1977--Roberts begins making needle-molded dolls with "adoption certificates". He calls them "Little People".

1978--A "Little Person" named Dexter wins the first place ribbon for sculpture at the Osceola Art Show in Kissimmee, Florida. Flushed with success, Xavier and friends renovate an old clinic in Cleveland, Georgia and open Babyland General Hospital.

1982--Roberts's company signs a licensing deal with Coleco and mass production begins on a line of "Little People" with vinyl heads instead of the original cloth. The name is changed to "Cabbage Patch Kids". In interviews, Roberts has said that he chose the name because his parents told him that he came from a cabbage patch. "Adoption fees" are about $30-$40.

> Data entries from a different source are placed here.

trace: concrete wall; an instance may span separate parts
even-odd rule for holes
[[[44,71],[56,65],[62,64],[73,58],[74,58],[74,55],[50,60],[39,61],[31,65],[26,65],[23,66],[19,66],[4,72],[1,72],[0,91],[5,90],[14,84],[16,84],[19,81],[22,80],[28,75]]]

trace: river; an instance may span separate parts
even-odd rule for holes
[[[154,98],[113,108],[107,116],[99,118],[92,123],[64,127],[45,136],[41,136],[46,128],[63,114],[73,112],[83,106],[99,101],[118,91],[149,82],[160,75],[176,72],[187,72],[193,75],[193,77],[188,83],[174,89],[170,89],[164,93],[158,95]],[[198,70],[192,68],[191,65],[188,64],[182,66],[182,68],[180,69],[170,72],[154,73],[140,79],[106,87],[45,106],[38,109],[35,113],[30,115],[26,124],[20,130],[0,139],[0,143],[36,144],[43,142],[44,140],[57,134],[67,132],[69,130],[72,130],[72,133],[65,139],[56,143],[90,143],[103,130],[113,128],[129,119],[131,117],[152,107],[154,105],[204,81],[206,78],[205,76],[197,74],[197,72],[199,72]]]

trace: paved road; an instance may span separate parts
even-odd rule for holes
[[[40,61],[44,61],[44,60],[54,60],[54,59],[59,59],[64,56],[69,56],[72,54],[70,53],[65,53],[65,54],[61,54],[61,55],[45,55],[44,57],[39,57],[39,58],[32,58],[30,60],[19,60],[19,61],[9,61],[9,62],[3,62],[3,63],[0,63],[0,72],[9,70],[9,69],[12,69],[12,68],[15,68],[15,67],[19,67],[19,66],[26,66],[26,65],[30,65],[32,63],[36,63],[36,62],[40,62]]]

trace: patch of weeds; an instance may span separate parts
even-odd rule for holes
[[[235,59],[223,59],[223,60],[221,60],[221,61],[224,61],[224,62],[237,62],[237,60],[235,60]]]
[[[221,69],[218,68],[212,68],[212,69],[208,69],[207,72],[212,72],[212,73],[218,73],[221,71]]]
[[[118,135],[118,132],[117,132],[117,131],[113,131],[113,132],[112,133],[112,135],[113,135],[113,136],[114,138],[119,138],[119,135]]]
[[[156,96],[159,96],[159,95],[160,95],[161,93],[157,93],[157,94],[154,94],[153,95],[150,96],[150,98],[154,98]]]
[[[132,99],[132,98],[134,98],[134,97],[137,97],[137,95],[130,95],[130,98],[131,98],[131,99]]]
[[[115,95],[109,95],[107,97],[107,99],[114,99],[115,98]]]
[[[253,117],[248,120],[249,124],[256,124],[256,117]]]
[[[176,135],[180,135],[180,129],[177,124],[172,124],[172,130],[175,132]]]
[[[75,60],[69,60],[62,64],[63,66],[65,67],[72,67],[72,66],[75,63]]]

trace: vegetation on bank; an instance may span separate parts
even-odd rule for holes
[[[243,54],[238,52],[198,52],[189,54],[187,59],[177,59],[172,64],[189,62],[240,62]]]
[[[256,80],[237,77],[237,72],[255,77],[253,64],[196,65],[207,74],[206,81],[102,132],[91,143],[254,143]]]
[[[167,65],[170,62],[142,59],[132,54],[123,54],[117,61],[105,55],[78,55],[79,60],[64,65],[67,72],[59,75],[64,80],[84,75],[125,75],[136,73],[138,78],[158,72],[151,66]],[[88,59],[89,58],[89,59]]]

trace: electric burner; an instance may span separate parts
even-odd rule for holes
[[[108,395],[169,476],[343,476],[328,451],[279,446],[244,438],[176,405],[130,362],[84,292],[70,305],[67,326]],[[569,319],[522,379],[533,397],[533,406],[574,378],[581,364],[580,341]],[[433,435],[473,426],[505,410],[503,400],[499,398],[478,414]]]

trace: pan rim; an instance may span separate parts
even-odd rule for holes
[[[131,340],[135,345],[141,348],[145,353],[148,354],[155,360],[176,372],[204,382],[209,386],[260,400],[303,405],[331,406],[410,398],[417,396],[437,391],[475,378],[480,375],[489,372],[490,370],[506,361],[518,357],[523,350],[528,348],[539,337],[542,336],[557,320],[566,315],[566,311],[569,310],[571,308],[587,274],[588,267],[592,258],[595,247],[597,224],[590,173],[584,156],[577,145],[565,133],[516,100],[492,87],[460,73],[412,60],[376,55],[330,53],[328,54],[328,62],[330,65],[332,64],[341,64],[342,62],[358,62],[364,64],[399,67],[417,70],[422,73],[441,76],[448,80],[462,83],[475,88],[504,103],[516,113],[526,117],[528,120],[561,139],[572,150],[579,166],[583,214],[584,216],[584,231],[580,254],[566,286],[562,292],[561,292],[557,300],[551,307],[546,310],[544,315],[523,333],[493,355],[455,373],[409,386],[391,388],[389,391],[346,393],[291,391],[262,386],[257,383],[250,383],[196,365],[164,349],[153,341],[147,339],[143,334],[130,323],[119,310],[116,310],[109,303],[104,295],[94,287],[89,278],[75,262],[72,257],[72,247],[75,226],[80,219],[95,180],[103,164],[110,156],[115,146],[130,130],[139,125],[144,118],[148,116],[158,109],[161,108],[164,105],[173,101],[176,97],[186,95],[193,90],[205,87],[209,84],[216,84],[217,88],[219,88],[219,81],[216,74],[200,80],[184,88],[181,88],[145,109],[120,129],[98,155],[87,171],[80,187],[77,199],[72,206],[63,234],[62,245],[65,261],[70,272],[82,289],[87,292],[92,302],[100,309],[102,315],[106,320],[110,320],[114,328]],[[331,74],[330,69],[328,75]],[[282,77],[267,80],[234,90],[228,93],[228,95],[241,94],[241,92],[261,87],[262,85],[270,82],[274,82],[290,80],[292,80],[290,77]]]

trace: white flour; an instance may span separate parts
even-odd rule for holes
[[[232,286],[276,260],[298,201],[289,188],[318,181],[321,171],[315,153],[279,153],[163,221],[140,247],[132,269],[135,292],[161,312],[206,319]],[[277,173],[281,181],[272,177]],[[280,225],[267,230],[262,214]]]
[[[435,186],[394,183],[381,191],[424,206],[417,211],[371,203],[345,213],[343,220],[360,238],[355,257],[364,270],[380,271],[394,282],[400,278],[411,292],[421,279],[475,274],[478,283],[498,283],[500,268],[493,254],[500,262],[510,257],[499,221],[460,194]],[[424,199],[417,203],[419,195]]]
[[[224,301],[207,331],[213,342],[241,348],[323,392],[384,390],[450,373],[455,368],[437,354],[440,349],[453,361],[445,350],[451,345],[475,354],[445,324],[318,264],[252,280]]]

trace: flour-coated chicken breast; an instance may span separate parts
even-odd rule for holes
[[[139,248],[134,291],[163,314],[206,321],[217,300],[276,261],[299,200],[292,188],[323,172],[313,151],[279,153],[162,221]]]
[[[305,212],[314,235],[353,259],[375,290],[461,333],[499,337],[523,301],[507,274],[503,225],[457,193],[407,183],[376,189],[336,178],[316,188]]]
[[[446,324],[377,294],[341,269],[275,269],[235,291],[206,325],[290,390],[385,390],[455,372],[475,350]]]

1983--Full-blown Cabbage Patch mania hits. Over 3 million dolls are sold, excuse me, adopted, but demand still exceeds supply.

1987--The mania has started to die down, but in the preceding 4 years Coleco has sold 2.2 billion dollars worth of Cabbage Patch merchandise.

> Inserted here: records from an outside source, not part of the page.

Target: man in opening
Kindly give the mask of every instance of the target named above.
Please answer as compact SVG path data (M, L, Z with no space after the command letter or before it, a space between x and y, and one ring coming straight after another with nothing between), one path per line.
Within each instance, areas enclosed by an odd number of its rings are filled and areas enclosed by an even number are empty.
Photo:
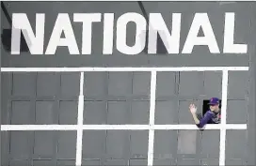
M208 105L210 105L210 110L208 110L203 116L197 113L197 107L194 104L190 104L189 106L193 119L200 128L203 128L206 124L220 123L219 99L217 98L212 98Z

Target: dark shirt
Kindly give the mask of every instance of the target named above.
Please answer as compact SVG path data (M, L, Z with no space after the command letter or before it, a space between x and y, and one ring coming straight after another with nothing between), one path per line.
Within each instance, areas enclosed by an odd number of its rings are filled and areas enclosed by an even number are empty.
M210 110L205 113L203 117L200 119L199 128L202 128L206 124L219 124L220 123L220 111L218 113L211 112Z

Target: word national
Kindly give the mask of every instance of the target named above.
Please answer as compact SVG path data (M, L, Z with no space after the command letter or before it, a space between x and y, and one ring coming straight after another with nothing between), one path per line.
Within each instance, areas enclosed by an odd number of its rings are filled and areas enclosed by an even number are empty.
M114 13L104 13L104 21L102 21L101 13L74 13L73 22L80 23L82 25L82 31L79 32L82 36L82 44L78 45L72 21L67 13L57 15L48 42L45 42L44 38L45 14L36 14L34 33L25 13L13 13L11 54L20 54L22 32L31 54L55 54L58 46L66 46L70 54L91 54L91 38L94 35L92 34L92 23L99 22L104 22L103 54L111 54L113 53L114 40L117 50L124 54L137 54L144 51L145 48L147 48L146 52L148 53L156 53L157 35L163 40L169 54L191 53L196 45L205 45L209 48L210 53L220 53L207 13L195 13L182 49L180 49L182 14L171 13L171 27L167 27L160 13L150 13L148 23L141 14L135 12L124 13L117 18L116 23L114 23ZM134 34L127 34L128 23L136 23ZM114 24L116 24L116 27L114 27ZM114 34L114 29L116 29L116 34ZM198 37L200 29L203 31L203 37ZM247 53L248 46L246 44L234 44L233 41L234 13L225 13L223 33L223 53ZM64 34L64 37L61 37L61 34ZM133 46L126 44L128 35L135 36ZM114 37L116 37L115 39ZM45 52L43 48L45 48ZM182 50L182 53L180 53L180 50Z

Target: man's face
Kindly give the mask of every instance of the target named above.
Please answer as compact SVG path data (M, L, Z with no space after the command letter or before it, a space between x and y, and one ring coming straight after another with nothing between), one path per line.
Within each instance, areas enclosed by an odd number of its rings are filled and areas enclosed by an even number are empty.
M211 110L212 112L215 112L215 111L216 111L217 109L218 109L218 104L210 105L210 110Z

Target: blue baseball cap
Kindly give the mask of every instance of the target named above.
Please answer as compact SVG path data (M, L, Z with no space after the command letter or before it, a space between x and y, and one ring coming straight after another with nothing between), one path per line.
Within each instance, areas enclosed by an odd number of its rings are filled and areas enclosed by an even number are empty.
M208 105L216 105L216 104L219 104L219 99L217 98L211 98Z

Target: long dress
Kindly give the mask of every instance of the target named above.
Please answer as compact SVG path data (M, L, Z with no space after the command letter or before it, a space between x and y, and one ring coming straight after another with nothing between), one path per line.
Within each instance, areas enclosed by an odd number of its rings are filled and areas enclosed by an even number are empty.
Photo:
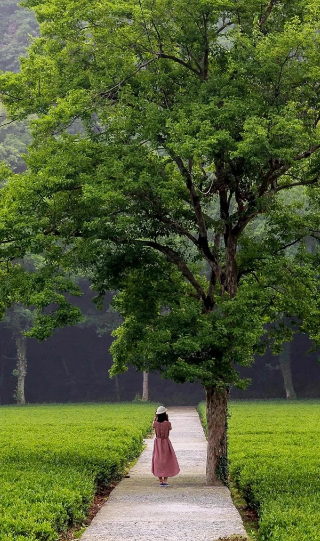
M176 453L169 438L170 423L155 421L156 438L154 444L151 472L157 477L173 477L180 471Z

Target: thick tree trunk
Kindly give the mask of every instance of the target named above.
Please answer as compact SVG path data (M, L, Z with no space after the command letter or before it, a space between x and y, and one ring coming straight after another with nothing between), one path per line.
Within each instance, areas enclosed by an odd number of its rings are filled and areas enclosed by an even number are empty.
M15 396L17 403L24 405L25 404L24 379L26 375L26 338L21 333L17 333L15 336L15 341L17 346L18 378Z
M120 401L120 387L119 385L119 380L118 376L116 374L115 376L115 385L116 386L116 400L117 402Z
M283 349L279 357L280 368L283 378L284 390L287 400L295 400L297 395L295 392L292 384L291 368L290 365L290 345L289 342L283 344Z
M205 387L208 425L206 482L208 485L228 484L226 441L226 389Z
M143 384L142 386L142 400L149 400L149 372L143 371Z

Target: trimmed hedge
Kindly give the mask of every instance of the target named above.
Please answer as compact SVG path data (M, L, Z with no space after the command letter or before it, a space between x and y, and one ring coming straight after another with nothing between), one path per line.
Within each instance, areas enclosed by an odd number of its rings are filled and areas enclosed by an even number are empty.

1992--Cabbage Patch Kids are chosen as an official mascot of the U.S. Olympic Team in Barcelona. Shockingly, this happens again in 1996.

2000--The United States Postal Service issues a commemorative stamp picturing a redheaded Cabbage Patch Kid.

2001--Toys "R" Us begins manufacturing a sort of revival Cabbabge Patch Kid, which is larger than the 1983 toys (similar to the size of the original Little People), and has more elaborate clothing, but still has the vinyl head. Toys 'R' Us also establishes satellite Babyland Hospitals in its stores. At the same time, the Cabbage Patch website begins selling handmade original-style dolls with fabric faces that sell for over $200 each.

2003--The Toys 'R' Us versions are selling well but have not as yet sparked another craze. Original handmade dolls from pre-1983 may sell for as much as $20,000.


Cabbage Patch Varietals

The Twins--The same as normal, but two! In one box! And they looked just alike! Obviously if you had the twins, your parents really truly loved you. (I didn't.)

The Preemie--Just like the regular ones, but smaller and with no hair. Supposedly they were born when an unexpected frost hit the Cabbage Patch.

The Cornsilk Kid--These had brushable Barbie-type plastic hair instead of the original yarn hair.

The World Traveler--Each one was dressed in the costume of a different country. One Christmas, all the kids in our family got one of them. Yes, we ruled.


The Cabbage Patch Legend

  • Xavier Roberts discovered the special Cabbage Patch hidden behind a waterfall.
  • There are things called bunnybees that sprinkle magic crystals on the cabbages--blue for boys, pink for girls.
  • A stork named Colonel Casey takes care of the new babies.
  • The evil Lavendar McDade and her henchman Cabbage Jack often try to kidnap the Cabbage Patch Kids, but the kids always band together to save the day.
  • Every Kid has a unique name (which is why you often get ones with names like Uma Faleela or Quotidian Milsap). However you are welcome to change it to Amber Tiffany or whatever and they will send you a new adoption certificate with the new name on it, suitable for framing.
  • Each Kid is also signed by Xavier Roberts on one butt cheek. You'll have to ask him why he chose that particular location.

Sources

Transcript of interview with Xavier Roberts on CNN Saturday Morning News, July 27, 2002.

Transcript of interview with 4Kids Entertainment Chairman & CEO Alfred Kahn on CNBC/Dow Jones Business Video, December 12, 2001.